# ad22vf help.



## tim's 95 se-r (Dec 26, 2002)

are all 93 japan nx2000's abs? i'm going to order the calipers through a parts store, and buy the brackets seperate, but no parts place has asked abs or not. only japan, or u.s.

ive already searched, and this particlar question wasnt answered.
i know i need the abs calipers.
thanks.


----------



## sethwas (Apr 30, 2002)

Hmm,
I would vote on the cautious side and say no.

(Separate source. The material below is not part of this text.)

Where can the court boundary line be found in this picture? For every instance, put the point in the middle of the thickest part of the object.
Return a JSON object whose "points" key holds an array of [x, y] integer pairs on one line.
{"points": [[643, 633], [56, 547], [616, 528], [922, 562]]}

So specify it anyway.

Seth


----------



## By Nature (Apr 30, 2002)

I searched and here is what I found based on someone elses statement:
nx2k japan made with abs ad22vf. nx2k u.s. made with or with out abs ad18. 

thus if japan then ad22vf .. another thing to look for is I believe NX "SE" trim have ABS = japan = ad22vf.. atleast all 26x257mm rotors are marked under NX2k SE

source: http://www.nissanforums.com/showthread.php?threadid=2876


----------



## onyxeros (Jul 26, 2002)

ALWAYS GO JDM for these calipers, never go USDM, you will end up with only se-r parts.

O


----------



## bahearn (Jul 15, 2002)

NX was never built in North America.

Ask for 1991 NX2000 ABS Japanese model...as has been stated several time in recent brake threads.

A search will reveal dimensions you can check the new parts against.


----------